I've noticed that a lot of spellcheckers are using the __levenshtein distance (LD)__, I don't think it's the appropriate solution, since it doesn't take moving a two letters around in consideration.

For example:
1. the distance between `abcde` and `abcxx` is `2`.
2. the distance between `abcde` and `abced` is also `2`.

But on the first case we introduced two new letters, and removed two letters! while on the second case we just moved the `e` and `d` around without introducing or removing any letter.

So in short, I don't see the levenshtein distance as an appropriate solution for a spellchecker.

I've wrote my own string distance calculator and you can find it [here](https://github.com/FinNLP/strdistance).

## Performance

- __Spellchecking a book:__ Processing H.G Wells Novel _The Time Machine_ with (1000s of misspellings introduced took about 8 seconds), in a rate of __4K words/second__.
- __[Spellchecking Wikipedia list](http://en.wikipedia.org/wiki/Wikipedia:Lists_of_common_misspellings/For_machines):__ Processing about 4 thousands words, all misspelt, took about 3.5 seconds with a rate of __2.3K word/second__.

This is not very impressive, but I'm working on it.
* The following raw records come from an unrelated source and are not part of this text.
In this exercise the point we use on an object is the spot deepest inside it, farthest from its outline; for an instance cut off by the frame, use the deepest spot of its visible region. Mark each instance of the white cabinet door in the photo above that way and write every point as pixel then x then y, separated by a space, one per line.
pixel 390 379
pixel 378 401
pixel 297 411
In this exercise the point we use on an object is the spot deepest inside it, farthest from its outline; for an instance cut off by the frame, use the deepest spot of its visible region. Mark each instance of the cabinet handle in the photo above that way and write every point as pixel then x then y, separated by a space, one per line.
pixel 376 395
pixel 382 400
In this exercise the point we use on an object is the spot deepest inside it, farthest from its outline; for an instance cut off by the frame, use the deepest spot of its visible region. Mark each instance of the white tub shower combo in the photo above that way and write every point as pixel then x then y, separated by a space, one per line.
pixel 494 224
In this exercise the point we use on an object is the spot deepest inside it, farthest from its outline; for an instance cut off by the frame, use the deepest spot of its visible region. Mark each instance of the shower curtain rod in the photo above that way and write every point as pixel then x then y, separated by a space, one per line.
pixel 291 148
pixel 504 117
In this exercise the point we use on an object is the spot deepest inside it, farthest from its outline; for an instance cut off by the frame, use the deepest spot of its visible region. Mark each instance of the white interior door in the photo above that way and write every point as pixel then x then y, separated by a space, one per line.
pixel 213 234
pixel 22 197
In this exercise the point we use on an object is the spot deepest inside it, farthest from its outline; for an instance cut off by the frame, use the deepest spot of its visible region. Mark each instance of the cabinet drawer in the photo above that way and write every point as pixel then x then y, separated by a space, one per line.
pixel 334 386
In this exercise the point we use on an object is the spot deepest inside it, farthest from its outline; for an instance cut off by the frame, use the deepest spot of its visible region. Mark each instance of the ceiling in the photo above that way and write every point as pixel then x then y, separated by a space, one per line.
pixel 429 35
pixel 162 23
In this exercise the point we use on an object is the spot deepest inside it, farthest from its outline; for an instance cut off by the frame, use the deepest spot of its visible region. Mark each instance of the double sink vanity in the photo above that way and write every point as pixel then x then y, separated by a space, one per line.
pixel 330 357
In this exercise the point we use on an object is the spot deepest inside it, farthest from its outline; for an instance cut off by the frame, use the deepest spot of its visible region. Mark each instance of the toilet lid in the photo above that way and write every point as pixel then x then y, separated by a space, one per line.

However, it's far better than [Norvig's](http://norvig.com/spell-correct.html) spellchecker.

## Accuracy

Running on [wikipedia's list](http://en.wikipedia.org/wiki/Wikipedia:Lists_of_common_misspellings/For_machines), with a distance threshold of `0`, It was able to find the accurate correction in the first 5 suggestions on __85%__ of the cases.

## License

The MIT License